On appeal, the debtor argued that the bankruptcy court made two factual errors: 1. That TERI was a nonprofit, and 2. That TERI guaranteed the loan.

The bankruptcy court was persuaded that TERI was a nonprofit organization, despite the lack of evidence as to its tax-exempt status, by the following facts: it called itself a non-profit on loan documents, its Articles of Organization were compliant with 26 U.S.C. section 501(c)(3), and it described itself as a nonprofit in its own chapter 11 bankruptcy. The district court expressed sympathy with the debtor’s argument that lenders use pseudo-nonprofit status to defeat dischargeability, but it found that the debtor failed to present evidence that that was the case here. It noted that many courts had reached the same conclusion as that reached by the bankruptcy court in this case.

The district court also found the bankruptcy did not commit clear error in its finding that TERI financed the loan. The debtor argued that TERI was not the guarantor of the loan at the time she and her husband filed for bankruptcy. The court found, however, that under the plain language of section 523(a)(8), the relevant date for determining TERI’s involvement in the loan was the date the loan was made.

The court rejected the debtor’s challenge to the bankruptcy court’s finding that TERI actually guaranteed the loan. The debtor failed to counter the competent evidence the bankruptcy court relied on, pointing, instead, to alleged infirmities in the Trust’s arguments. The district court found those infirmities to be immaterial. It also held that there was no requirement that TERI’s guarantee be unconditional.

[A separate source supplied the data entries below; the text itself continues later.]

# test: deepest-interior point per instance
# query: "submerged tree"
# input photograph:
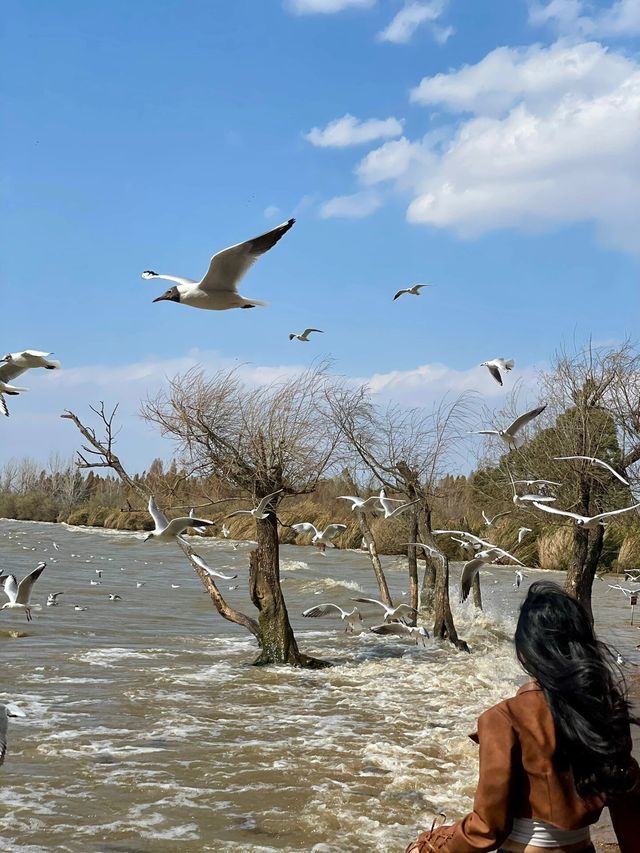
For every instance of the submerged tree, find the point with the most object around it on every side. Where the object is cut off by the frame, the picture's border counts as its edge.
(406, 451)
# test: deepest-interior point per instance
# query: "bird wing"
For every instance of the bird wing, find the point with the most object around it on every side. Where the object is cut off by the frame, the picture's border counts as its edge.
(370, 601)
(266, 500)
(493, 370)
(10, 587)
(523, 420)
(553, 511)
(469, 572)
(397, 628)
(228, 266)
(305, 527)
(10, 370)
(159, 518)
(615, 512)
(333, 530)
(324, 610)
(27, 582)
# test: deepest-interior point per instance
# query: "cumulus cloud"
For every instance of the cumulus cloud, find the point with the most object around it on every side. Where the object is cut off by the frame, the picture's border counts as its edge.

Similarly, the court rejected the debtor’s chain-of-title argument that the Trust was not the actual holder of the loan. The court again found that the bankruptcy court relied on competent evidence which the debtor failed to challenge before that court.

The debtor next argued that TERI’s guarantee of the loan did not constitute “funding” for purposes of dischargeability under section 523(a)(8). Citing several cases reaching the opposite conclusion, the bankruptcy court was persuaded that the guaranty was equivalent to “funding” because without the guaranty, the loan would not have been made. The district court recognized that “[t]hese cases and the Bankruptcy Code wrestle with competing principles: Protecting lenders by allowing these non-profit guarantees to qualify as ‘funding’ increases the availability of funds for higher education while simultaneously increasing the risk commercial lenders will take advantage of borrowers by leveraging relationships with sham ‘nonprofits’ to exploit Section 523(a)(8)’s non-dischargeability provision.” Nonetheless, the court found no error in the bankruptcy court’s conclusion that TERI funded the loan within the meaning of section 523(a)(8).

Having found no error below, the district court affirmed. The debtor has filed a motion for reconsideration.